The purpose of this blog is to look at ways of representing data visually from Elasticsearch. We wish to create reports without exposing the raw data to end users. The aim is to investigate if we can generate visualisations in the cloud in an efficient and cost effective way. We will be using serverless architecture specificially AWS Lambda functions.

Why visualise data?

Visual representations are a clear and concise way of communicating trends and patterns which humans can interpret quickly and easily. Raw numbers can be obscured behind the graph, so they only the trend or generalisation is presented to the user. A bar chart like - BarChart.png Is a lot easier to analyse than -

    { results: [
        { "key_as_string": "2019-08-26T09:00:00.000Z", "key": 1566810000000, "doc_count": 50 },
        { "key_as_string": "2019-08-26T10:00:00.000Z", "key": 1566813600000, "doc_count": 38 },
        { "key_as_string": "2019-08-26T11:00:00.000Z", "key": 1566817200000, "doc_count": 40 },
        { "key_as_string": "2019-08-26T12:00:00.000Z", "key": 1566820800000, "doc_count": 41 },
        { "key_as_string": "2019-08-26T13:00:00.000Z", "key": 1566824400000, "doc_count": 35 },
        { "key_as_string": "2019-08-26T14:00:00.000Z", "key": 1566828000000, "doc_count": 51 },
        { "key_as_string": "2019-08-26T15:00:00.000Z", "key": 1566831600000, "doc_count": 29 },
        { "key_as_string": "2019-08-26T16:00:00.000Z", "key": 1566835200000, "doc_count": 36 },
        { "key_as_string": "2019-08-26T17:00:00.000Z", "key": 1566838800000, "doc_count": 41 },
        { "key_as_string": "2019-08-26T18:00:00.000Z", "key": 1566842400000, "doc_count": 50 }
    	]
    }      

Sample data to visualise

For the purpose of having data to visualaise we have created a mock social media site, which allows for short textual posts with tags. Here is an example of some random machine generated content - MockSocial.png

We would like to be able to see and visualise trends which are happening within the system, which can be used to aid marketing or other business decisions.

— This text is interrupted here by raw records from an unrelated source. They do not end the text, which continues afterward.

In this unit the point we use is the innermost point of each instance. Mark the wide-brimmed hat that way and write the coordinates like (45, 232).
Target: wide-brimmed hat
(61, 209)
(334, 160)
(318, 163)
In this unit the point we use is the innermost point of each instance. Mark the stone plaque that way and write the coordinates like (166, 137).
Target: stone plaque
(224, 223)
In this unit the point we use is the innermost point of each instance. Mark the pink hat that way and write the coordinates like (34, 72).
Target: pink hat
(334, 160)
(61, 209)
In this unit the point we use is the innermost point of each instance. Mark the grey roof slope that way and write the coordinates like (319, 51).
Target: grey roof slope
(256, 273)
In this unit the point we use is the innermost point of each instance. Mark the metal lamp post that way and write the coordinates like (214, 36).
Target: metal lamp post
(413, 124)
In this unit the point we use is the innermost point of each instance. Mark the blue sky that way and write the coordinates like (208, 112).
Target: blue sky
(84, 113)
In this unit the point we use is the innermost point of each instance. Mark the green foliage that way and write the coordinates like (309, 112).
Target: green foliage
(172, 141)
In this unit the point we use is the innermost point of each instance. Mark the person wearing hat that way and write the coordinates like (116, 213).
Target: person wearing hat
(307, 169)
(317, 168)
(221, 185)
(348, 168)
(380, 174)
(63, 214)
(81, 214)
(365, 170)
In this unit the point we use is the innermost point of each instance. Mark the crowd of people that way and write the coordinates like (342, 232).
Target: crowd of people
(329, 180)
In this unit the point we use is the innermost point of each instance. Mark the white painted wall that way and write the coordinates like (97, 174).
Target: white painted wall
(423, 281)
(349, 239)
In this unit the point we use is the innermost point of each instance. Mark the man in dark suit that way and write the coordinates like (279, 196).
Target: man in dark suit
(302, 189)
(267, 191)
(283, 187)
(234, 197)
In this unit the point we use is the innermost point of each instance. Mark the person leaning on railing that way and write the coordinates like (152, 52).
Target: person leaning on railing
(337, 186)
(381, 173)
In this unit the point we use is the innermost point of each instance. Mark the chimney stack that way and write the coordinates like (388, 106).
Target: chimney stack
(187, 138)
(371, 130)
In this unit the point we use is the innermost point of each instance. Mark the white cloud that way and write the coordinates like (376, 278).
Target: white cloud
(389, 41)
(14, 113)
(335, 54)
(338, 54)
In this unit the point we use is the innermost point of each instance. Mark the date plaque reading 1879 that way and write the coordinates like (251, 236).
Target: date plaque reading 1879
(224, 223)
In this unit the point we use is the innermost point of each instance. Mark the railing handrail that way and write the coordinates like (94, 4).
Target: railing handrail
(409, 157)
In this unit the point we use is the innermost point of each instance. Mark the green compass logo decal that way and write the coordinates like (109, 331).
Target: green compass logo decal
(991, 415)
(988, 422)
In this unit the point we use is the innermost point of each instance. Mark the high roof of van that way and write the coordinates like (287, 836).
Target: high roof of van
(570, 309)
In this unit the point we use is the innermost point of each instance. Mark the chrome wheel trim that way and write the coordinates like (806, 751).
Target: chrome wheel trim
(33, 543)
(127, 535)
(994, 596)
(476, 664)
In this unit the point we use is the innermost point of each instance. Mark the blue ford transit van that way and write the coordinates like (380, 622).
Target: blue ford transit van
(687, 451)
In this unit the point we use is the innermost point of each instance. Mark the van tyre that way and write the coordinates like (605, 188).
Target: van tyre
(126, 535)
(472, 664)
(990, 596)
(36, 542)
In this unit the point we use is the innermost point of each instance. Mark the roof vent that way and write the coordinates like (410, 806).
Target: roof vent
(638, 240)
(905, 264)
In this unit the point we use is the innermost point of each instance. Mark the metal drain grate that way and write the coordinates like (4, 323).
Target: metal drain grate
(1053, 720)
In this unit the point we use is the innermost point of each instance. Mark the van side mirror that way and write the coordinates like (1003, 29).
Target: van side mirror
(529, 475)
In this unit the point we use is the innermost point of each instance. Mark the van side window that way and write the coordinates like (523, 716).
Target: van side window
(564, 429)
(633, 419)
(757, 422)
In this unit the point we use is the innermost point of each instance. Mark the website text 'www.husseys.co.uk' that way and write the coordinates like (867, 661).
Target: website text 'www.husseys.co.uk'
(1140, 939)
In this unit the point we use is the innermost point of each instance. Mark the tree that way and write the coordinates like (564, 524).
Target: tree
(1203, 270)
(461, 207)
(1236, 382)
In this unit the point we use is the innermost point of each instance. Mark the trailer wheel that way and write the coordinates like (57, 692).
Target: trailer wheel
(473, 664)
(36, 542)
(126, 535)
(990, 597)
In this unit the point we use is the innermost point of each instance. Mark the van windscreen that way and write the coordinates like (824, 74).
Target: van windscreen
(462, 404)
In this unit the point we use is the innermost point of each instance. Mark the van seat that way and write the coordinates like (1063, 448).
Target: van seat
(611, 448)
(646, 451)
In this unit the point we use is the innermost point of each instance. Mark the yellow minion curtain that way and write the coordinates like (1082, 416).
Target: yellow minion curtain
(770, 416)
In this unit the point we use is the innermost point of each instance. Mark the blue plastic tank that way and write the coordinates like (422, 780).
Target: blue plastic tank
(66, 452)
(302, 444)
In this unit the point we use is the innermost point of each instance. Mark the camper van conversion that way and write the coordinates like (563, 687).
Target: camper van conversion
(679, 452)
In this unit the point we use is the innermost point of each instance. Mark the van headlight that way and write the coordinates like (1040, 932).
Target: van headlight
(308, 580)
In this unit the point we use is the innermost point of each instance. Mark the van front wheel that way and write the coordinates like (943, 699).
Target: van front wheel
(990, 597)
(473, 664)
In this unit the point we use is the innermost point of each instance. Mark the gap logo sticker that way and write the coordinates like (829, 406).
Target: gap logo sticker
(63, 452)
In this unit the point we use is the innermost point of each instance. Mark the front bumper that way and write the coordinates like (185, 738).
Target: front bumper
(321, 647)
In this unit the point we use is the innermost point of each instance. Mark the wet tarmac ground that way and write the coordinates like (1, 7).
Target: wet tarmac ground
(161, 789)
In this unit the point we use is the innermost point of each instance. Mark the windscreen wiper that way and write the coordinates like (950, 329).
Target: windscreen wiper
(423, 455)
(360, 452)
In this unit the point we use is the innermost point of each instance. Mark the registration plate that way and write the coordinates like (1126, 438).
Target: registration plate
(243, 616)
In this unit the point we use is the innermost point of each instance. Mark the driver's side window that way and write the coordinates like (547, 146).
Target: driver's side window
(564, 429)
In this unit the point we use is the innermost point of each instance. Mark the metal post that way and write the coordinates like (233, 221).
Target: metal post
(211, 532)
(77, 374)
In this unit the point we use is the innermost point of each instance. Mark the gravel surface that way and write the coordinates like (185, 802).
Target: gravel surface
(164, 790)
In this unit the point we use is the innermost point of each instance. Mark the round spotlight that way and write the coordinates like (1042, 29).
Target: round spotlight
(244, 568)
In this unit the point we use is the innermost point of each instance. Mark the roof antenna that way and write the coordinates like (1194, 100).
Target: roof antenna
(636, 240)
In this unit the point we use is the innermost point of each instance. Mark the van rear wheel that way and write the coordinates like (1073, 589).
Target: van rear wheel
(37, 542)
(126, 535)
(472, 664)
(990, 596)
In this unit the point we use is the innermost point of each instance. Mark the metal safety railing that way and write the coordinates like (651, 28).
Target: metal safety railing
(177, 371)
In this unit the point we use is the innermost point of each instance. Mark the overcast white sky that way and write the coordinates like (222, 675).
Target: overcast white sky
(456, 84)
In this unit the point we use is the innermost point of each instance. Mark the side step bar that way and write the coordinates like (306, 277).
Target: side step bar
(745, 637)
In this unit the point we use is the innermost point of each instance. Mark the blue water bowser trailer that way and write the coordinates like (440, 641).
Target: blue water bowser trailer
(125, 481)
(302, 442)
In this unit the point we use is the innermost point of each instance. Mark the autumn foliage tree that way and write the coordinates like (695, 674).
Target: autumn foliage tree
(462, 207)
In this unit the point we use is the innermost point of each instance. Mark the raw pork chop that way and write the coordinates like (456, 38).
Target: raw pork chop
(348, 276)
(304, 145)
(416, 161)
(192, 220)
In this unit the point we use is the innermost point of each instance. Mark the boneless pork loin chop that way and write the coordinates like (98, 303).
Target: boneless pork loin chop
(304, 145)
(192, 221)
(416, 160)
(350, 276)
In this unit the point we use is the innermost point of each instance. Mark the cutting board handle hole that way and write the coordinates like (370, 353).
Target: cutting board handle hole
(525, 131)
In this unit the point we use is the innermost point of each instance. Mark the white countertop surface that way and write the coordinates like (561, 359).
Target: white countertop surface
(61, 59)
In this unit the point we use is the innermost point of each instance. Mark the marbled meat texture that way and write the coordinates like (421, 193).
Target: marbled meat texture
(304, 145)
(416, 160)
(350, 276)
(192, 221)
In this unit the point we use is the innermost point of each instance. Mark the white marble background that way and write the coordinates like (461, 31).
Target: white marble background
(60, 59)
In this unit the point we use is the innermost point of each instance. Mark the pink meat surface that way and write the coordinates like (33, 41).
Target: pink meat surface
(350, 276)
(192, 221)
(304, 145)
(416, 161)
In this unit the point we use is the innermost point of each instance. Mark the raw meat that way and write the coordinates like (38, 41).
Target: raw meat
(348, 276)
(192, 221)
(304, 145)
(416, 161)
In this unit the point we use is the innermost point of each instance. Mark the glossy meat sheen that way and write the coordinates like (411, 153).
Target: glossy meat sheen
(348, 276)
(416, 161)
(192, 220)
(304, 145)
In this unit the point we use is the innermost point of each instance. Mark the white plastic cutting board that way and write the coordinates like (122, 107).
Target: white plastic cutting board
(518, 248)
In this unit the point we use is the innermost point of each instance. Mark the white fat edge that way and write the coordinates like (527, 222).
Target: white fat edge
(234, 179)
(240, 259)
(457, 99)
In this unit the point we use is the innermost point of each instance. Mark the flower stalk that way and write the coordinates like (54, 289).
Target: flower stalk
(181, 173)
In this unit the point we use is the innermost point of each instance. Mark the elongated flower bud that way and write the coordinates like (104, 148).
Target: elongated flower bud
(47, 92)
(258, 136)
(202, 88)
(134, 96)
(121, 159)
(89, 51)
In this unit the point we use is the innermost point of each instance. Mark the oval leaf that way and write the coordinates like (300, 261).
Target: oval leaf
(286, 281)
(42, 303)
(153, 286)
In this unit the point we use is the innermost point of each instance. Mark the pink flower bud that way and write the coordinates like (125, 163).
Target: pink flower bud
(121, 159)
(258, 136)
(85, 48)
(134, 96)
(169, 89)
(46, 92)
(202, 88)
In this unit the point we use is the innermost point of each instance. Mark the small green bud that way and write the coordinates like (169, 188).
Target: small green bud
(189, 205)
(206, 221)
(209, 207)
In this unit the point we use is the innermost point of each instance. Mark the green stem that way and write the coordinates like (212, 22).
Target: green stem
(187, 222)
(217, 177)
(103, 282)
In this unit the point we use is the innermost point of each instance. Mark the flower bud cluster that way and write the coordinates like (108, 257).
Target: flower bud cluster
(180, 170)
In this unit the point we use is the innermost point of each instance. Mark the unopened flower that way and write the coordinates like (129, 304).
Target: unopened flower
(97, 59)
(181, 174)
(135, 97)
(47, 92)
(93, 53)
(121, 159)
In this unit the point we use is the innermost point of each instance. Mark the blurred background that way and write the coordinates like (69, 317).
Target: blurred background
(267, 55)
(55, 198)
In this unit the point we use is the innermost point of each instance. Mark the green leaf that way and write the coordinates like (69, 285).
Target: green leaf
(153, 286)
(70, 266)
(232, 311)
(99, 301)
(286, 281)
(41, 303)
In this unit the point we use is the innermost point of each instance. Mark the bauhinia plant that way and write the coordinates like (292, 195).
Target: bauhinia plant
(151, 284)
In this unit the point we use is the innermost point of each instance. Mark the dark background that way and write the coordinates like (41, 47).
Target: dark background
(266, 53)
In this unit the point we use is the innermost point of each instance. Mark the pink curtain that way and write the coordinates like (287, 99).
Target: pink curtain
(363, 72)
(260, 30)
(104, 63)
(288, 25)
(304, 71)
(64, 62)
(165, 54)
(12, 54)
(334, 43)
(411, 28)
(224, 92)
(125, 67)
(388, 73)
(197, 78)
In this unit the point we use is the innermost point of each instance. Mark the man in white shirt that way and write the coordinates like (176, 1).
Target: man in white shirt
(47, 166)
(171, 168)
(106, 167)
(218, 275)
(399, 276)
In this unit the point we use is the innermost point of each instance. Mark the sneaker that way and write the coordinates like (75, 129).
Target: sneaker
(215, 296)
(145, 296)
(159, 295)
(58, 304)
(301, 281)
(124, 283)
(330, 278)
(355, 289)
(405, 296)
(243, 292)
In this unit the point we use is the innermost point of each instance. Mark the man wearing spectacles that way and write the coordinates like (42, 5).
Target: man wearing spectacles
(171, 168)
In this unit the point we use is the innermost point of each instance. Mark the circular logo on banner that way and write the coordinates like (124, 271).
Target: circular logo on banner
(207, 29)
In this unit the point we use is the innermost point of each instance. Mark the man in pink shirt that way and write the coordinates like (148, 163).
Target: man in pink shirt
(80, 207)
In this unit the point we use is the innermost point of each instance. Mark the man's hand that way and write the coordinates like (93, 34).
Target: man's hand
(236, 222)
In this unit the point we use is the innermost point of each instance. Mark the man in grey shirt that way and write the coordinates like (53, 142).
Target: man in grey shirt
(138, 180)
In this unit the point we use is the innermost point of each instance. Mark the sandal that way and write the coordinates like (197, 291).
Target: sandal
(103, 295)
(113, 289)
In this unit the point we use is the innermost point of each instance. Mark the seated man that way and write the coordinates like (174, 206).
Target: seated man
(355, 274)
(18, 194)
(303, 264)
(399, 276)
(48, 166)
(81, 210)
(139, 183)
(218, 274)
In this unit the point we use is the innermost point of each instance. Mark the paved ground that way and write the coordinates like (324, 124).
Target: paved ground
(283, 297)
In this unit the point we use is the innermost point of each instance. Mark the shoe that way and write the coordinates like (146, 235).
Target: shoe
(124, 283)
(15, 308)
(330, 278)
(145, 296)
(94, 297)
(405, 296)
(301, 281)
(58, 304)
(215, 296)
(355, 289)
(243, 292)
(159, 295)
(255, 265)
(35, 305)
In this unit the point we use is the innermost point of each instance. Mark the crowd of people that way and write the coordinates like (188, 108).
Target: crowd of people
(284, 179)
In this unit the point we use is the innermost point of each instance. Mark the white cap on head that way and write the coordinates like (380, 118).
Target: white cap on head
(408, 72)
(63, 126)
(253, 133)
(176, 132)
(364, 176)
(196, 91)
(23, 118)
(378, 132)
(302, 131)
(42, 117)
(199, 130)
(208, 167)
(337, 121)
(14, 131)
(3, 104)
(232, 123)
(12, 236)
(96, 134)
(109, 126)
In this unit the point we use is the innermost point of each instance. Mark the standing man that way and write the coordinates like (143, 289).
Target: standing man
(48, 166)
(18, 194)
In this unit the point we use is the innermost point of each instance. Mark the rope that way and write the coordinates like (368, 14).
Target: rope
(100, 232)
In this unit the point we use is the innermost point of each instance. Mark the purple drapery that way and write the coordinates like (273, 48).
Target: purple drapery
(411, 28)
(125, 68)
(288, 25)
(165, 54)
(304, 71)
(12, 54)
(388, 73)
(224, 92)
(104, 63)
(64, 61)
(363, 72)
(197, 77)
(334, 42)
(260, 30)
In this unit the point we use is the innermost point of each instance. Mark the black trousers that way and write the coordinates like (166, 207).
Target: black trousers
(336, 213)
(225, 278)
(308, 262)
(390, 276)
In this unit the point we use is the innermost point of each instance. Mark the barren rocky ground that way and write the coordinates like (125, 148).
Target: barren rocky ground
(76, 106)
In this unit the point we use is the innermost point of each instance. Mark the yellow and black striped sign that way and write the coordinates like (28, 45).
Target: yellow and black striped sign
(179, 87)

Selecting the data to show

For this example, we have the potential to have very large data sets. For example Twitter can have approximately 500 million posts a day. We need a method of searching for data which is scalable, so for our example we are using Elasticsearch.

The main advantage to Elasticsearch is you can do sections of aggregation logic within the query itself. For example automatically doing the count per hour of entries, this increases the level of data abstraction, as we dont need to know exactly which entries are included just the aggregate count. Here is an example of the input to reterive the posts per hour for the last 24 hours -

	{
      "aggs": {
        "time_split" : {
            "date_histogram" : {
                "field": "DateCreated",
                "interval": "1h"
            }
        }
      },
      "query" : {
        "bool" : {
            "filter" : [
                { "range" : { "DateCreated": { "gte": "2019-07-21T00:00:00.00Z" } } 
                },
                { "range" : { "DateCreated": { "lte": "2019-07-23T00:00:00.00Z" } } 
                }
            ]
        }
      }
    }

And here is the response -

	{
      "took": 353,
      "timed_out": false,
      "_shards": { "total": 1,  "successful": 1, "skipped": 0, "failed": 0 },
      "hits": {
        "total": {  "value": 2000, "relation": "eq" },
        "max_score": null,
        "hits": []
      },
      "aggregations": {
        "time_split": {
          "buckets": [
            {
              "key_as_string": "2019-07-21T00:00:00.000Z",
              "key": 1563667200000,
              "doc_count": 27
            }
          ]
        }
      }
  	}

From the Elasticsearch request, there were 2000 matching posts, but the aggreation has split them down to just 24 entries. By moving as much as of the search logic into Elasticsearch we can improve performance, by reducing the total data transfered and the need for manual manipulation of the returned data.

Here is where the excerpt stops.